In the aftermath, sirs and misses are made. Made by words and talk, of legends and heroics at a hill between victory and death. By the words of Lucan and Garmore, hailing the majestic lord's word of peace, urging the crippled knightdom onward to the old lands. Into further dust and mayhem, under a sun that bleeds gold onto the vale below.
Lucan remembers the spirit of a mad dog calling them to surmount the encroaching shadows. Garmore remembers a tranquil warrior, calmly planting his flag and nation over all others.
What you remember is blood.
It runs in ruddy webs between your breasts, skin split wide from clavicle down to the base of your thighs. Pale, shredded flesh like silk matted with wine.

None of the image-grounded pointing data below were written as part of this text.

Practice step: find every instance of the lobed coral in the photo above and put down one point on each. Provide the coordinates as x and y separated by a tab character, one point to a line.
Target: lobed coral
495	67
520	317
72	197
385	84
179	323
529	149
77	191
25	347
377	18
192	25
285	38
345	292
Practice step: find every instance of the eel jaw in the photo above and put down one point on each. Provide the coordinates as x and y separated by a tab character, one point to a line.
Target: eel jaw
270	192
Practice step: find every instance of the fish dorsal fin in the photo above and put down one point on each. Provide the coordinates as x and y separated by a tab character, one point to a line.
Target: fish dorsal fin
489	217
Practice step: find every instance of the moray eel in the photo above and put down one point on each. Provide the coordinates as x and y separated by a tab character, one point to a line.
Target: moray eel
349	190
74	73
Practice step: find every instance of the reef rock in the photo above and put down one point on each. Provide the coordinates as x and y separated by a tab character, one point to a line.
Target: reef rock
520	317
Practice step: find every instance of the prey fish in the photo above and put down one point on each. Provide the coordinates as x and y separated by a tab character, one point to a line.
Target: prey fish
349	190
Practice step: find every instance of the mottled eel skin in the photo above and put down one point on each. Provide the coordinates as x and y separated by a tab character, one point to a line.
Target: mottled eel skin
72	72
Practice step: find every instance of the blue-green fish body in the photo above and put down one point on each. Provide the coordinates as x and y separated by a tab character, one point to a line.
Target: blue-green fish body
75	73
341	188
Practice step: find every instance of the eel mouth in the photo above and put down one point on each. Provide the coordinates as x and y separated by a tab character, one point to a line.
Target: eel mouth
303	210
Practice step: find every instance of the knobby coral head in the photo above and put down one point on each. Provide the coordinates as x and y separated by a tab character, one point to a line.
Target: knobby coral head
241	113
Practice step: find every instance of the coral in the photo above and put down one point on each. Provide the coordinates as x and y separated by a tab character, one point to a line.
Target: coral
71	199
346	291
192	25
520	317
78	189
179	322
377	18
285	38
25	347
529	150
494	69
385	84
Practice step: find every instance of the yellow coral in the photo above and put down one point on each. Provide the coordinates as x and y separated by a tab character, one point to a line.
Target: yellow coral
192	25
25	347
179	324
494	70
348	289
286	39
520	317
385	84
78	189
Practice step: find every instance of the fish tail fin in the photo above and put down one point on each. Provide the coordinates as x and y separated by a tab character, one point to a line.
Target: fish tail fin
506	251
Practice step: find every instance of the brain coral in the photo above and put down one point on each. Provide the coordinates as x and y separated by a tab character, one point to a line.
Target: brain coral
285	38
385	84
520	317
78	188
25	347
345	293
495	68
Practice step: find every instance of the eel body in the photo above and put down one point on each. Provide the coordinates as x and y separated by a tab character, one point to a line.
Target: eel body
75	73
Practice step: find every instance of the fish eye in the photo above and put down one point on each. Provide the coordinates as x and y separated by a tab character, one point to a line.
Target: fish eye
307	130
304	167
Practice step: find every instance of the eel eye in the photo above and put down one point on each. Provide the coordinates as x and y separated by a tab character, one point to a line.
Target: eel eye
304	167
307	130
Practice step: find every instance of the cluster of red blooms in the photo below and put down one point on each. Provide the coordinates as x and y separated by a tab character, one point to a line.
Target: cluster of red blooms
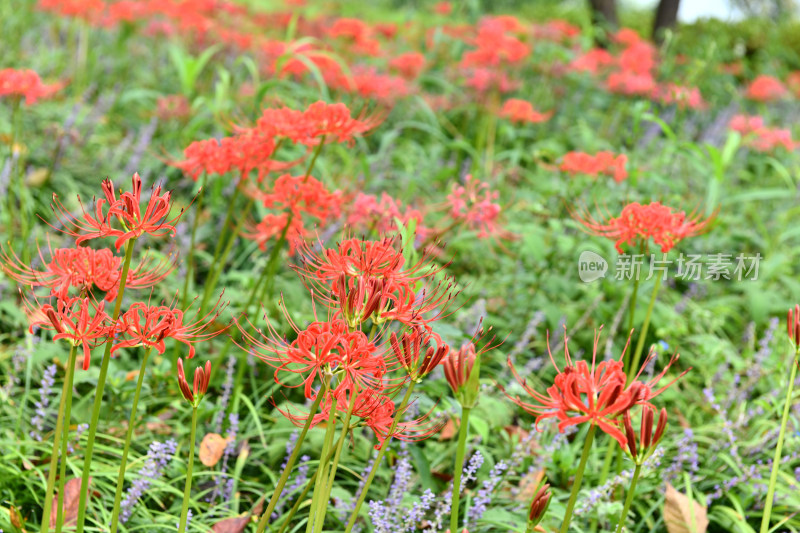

You can feel the air brush the tips of your bones, insects scraping at your ribs. Spots color your vision, nausea overcoming you—here amid the clash of battle and the scream of defeated heroes, you will pass and be consumed. Sawn open by your countryman's iron, and now to be devoured by the dust that bore you.
Your wings shudder, damp feathers flattened under misaligned bones. Fingers grasp them, bind wood to the splintered sinew. They pluck the beetles from your flesh, peeling shattered armor away from your wound.
Color returns to you in a flood. One palm is at your neck, pressing you into a thick canopy, tracking heartbeats closely. Someone whispers in your ear, telling you to lie still. A moment ago, death stood before you with that same whisper and you yielded unhesitatingly. Now that life is giving the command, you cannot abide.
Color returns fast, but still you are blinded. You keep your world dark for now, opening your eyes in brief moments to see if you can distinguish the figures. Only pools of blue linger in the surgical lights.
You are shaken. Afraid. For seven years you lived invincible, a promising young woman with a sword and a platoon to call hers. Now you lie, opened up to the doctors, wondering what is invincible in this world of blood and dust. Your fingers rake the canopy, grasping—one surgeon takes your hand.
"Knights, countrymen, paladins, lend me your ears!"
Others heard his word from foxholes and cliff edges, some with blades poised at their backs. You hear the majestic lord's speech through the muffling shield of a hospital tent.
"…Some of you lie defeated now, but that need not be the end of your hope! Is reform not the will of your heroes? Did Blaster Dark give his life for your revolution? Or did he…"
Garmore remembers a flag being planted. A banner and legend on which Sagramore and Vortimer were raised. You remember the surgeon who held your hand.
"You can't do this! You get on Garmore's bad side and he'll bury you!"
"I was discharged."
That happened at the twins' birth; this happens when they're six.
"Where will you go? Who will shield you?"
"I'll find somebody."
"Stop!"
And for a moment you do. Then your eyes open, and you walk out on Lucan. Your wings still don't align perfectly—the surgeon said they never would. You're grateful just to keep them.
At Angel Feather you earn a different pair of wings. A gold lapel, harnessed with an iron cross and the authority of a senior officer. Your military career goes far to pushing you through the ranks, but your feelings do more than that. You keep to the rear in deployments, where you can fly with sun at your back and all the world before you.
There, you can watch the cuts form and the bruises spread. You can sweep in, play the rescue out, tearing through flesh and sinew while the doctors work. It's not like under Alfred—you don't have to charge in with nine soldiers and take on an entire army. You just need to keep the world at bay.
Your name is Kiriel. They call you the Circular Saw. And the only heroes you believe in are the ones in surgeon's masks.